Newspapers, magazines, book publishers, television networks and movie studios need only examine the bumpy evolution of the music industry brought on by the iPod to see what’s potentially on the horizon for them.
Eight and a half years after the iPod’s introduction, the way people listen to music has significantly changed: Digital music revenues are expected to surpass those from CD sales.
It’s too early to know whether the iPad will incite such drastic change for the content it displays, but one thing is certain: The days of counting on big profits from hardcover books, print subscriptions, ratings-based ad revenues and opening-weekend box office are over.

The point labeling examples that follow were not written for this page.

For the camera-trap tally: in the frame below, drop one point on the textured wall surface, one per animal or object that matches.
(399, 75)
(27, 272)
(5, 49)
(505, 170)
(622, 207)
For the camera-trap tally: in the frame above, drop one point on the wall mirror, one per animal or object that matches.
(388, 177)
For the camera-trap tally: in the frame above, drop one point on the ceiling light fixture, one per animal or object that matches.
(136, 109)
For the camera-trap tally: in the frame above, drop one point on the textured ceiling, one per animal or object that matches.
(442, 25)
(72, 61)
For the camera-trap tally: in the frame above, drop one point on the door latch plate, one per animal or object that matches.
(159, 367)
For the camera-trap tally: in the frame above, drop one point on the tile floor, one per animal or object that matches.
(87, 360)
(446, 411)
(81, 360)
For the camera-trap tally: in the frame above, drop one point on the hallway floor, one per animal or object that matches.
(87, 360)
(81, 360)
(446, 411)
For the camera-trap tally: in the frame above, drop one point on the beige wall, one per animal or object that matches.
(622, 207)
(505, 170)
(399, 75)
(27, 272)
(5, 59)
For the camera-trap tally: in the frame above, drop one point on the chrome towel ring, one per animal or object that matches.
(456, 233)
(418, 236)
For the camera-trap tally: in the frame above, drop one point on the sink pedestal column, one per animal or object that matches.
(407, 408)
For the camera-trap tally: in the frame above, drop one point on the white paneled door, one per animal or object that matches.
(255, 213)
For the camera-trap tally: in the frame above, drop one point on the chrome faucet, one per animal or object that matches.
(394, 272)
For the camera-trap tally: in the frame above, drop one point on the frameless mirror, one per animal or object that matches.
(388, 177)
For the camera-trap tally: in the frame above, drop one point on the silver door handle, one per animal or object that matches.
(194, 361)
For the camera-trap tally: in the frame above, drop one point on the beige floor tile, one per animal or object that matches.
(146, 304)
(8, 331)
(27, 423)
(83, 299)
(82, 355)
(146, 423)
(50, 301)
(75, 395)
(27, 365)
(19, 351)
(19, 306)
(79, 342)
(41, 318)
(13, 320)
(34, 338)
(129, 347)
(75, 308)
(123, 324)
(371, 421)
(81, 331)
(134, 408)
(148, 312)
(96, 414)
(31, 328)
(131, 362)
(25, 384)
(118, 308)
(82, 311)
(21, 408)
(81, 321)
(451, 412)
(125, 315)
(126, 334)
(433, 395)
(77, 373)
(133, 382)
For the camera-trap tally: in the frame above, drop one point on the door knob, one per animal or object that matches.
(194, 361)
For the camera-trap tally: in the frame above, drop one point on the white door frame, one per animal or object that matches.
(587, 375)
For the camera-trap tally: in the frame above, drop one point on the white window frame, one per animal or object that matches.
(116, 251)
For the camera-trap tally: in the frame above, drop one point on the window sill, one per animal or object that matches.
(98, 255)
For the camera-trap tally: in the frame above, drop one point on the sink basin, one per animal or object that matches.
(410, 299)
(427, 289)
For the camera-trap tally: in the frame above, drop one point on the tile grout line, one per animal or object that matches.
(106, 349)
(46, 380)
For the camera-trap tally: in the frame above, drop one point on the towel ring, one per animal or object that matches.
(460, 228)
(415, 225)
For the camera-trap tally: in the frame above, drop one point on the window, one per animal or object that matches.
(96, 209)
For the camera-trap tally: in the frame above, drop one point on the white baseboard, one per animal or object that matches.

While content remains highly valued, its consumption is becoming increasingly fragmented. Television, for instance, has come a long way from congregated families watching one of three channels to on-demand PDA access for "Lost" and "Grey’s Anatomy."
The “coming soon” accelerated fragmentation via the iPad means that creating the right pricing strategy should be top priority for media companies.
To price for profits and growth, managers need to:
–Not necessarily “pass along” the savings to customers. The price that consumers are willing to pay has little to do with manufacturing costs. Better pricing is about capturing the value of a product, not marking up its costs. If costs have gone down and consumers are willing to pay the same or more, enjoy the profit windfall.
–Be proactive in capturing value. It wasn’t a coincidence that seven days before the official iPad announcement, the New York Times let it be known that it would start charging for online access next year. This, along with Macmillan’s standoff with Amazon over e-book prices, declares to readers and other media providers that e-content is valuable and should be paid for.
–Avoid commoditization. If a product can command a premium over the competition, charge it. One price ($1 for any product, for instance) may be nifty to advertise, but it’s rarely the price that generates the highest profit for an individual product.
–Resist setting low prices. A low or free price devalues a product. Once embedded in consumers’ minds, it is hard to change this perception.
–Offer good, better and best versions. Distributing content electronically makes it easier to offer good, better and best versions. These options better serve consumers and allow them to choose how much to pay for content.
The iPad is a game changer — and a potentially lucrative lifeline for print companies. Now more than ever, media companies must be proactive in setting their pricing strategy. What’s at stake is profiting from or being diminished by new technology.